What impressed you the most?

The people behind the projects - talking to the farmers and learning more about them and their everyday life. I met Jesus, Pastor, and Antonio, as well as other farmers, and learned more about them. Jesus for example was a motor taxi driver in the past, but as it's a dangerous job, he decided to quit and plant trees instead. He loves planting trees and being surrounded by nature. On top of that, he even earns more money than before. It really touched me when they thanked me, meaning Treedom, for financing the tree plantings. This showed me that we really make an impact. Although I talk about all this in my daily life at work, this was a very magical moment. I was also impressed by the other farmer, who's name I can't remember anymore: He knew exactly when each and every single tree was planted, photographed and geolocated and visited last - and of course, how to best care for every single one. He has an incredible memory!
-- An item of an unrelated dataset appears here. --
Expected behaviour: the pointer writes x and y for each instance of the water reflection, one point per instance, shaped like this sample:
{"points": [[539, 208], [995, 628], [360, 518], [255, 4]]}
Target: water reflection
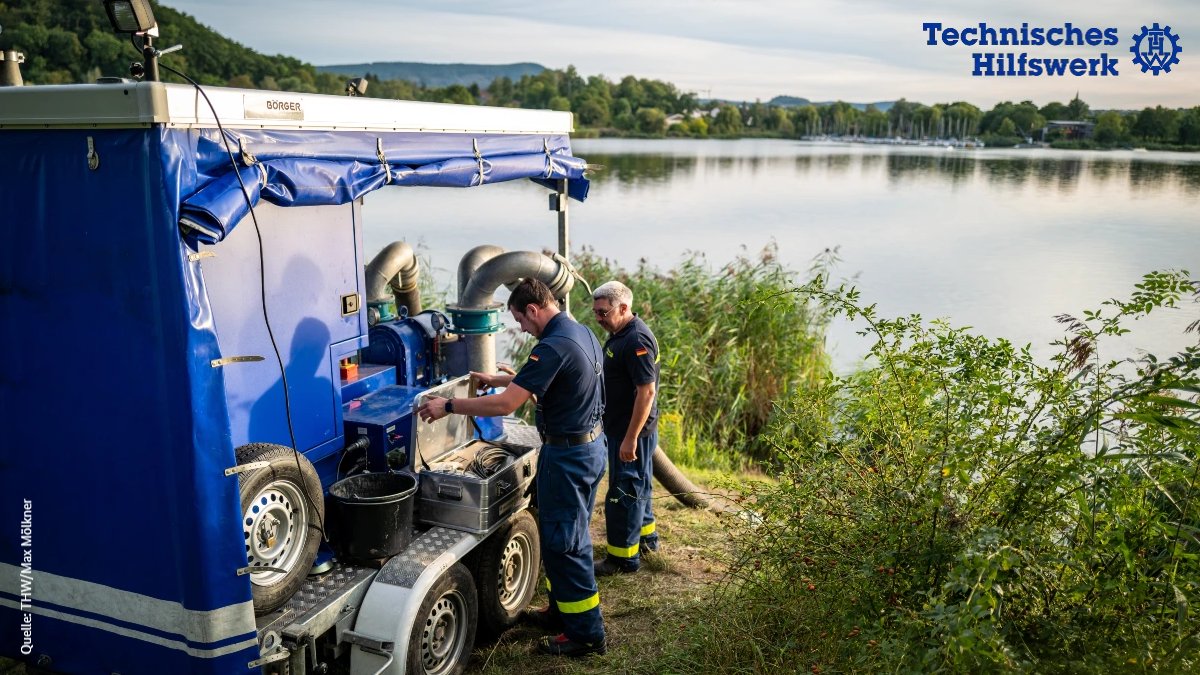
{"points": [[1048, 172]]}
Was something unexpected/different from what you thought? What was something you didn’t expect to see?

Even though I know that we work in small agroforestry projects and not forest-projects, I expected to see the trees being planted in the same area, but in reality they are being planted all over the place -  between other existing plants and trees, in large fields and with sometimes much and sometimes little space between them. Why that is the case? Because, for example, some of the trees have to be planted in the shade, with only a little bit of sunshine and where they’d have enough space to grow. Additionally, the quality of the soil has to be taken into consideration, as it varies from spot to spot. Something else that surprised me was that the fact that farmers go the trees every two weeks in order to check if the growth is going according to plan, or if other plants intervene or prevent the optimal development. Michele, our project partner from Environomica, then told us a great quote that stuck with me until today: "You have to take care of a tree as you have to do with a child!"